Current Real Estate Valuations – How Fragile is the Real Estate Market? 

This is probably the biggest positive for Real Estate prices being stable going forward. Over the last several years I have written that home prices are essentially at fair market value. My metric for valuation is simple. Take the average home in the 90808, 90815 zip code, which is a $750,000, 3 bedroom 2 bath home with about 1,600sf. Put down 10% on this home at current interest rates and then compare the total payment to the rent. Right now this medium home would have an all in payment of around 4,100-4,200. To compare this payment to rent, multiply the payment by 75% which takes into consideration the tax advantages of home ownership. Rent for this home would be in $3,100 – $3,200, which is very comparable to the payment times 75%. Why is this number important?

In 1990 and 2006, using this metric, I had home valuations 25% and 40% overvalued.

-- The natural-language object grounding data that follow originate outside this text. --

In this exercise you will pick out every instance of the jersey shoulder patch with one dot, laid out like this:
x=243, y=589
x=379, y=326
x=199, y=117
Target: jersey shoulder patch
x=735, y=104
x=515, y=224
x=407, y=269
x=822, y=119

Both of these years represented market tops and prices dropped significantly going forward for 5 years into the market bottoms of 1995 and 2011. Homes now, are not fundamentally overvalued, as long as interest rates stay low.

I will reiterate what I have said many times before, homes values will take a hit if interest rates rise. For every 1% increase in rates, a buyers payment goes up by 10%. If rates were to go up 2% then homes might be 20% overvalued. Going forward, I see interest rates potentially a net positive. Rates are right around 4%. It is likely that they will stay there or be slightly lower during the next year.

Summary

After I look at all of the pros and cons listed above. The only major con that will overwhelm the Real Estate market will be buyers loosing their jobs and not having a steady income. This will happen if jobs and industry have to shut down for more than 2 months. If this is just a 2-3 month slowdown in production, then deferred demand will come back after the dust settles. This happened after Sept 11, 2001. People were glued to their televisions for several months. After the news repeated itself and people got bored with the news, December, which is traditionally very slow was gangbusters.

So then the question is….. Will the coronavirus be somewhat contained in the next 2-3 months and can all get back to work? Or will it be a prolonged 12-18 month issue? If we can get back to work after a 2 month assessment, all should be well. If this extends beyond 3 months, we may see the market soften into 2021. But as we speak buyers are not walking away from their escrows and I think I just lost out on a deal for my buyer competing against 5 other offers, even though we bid $42,000 over list. So coronavirus be damned, people are still buying homes.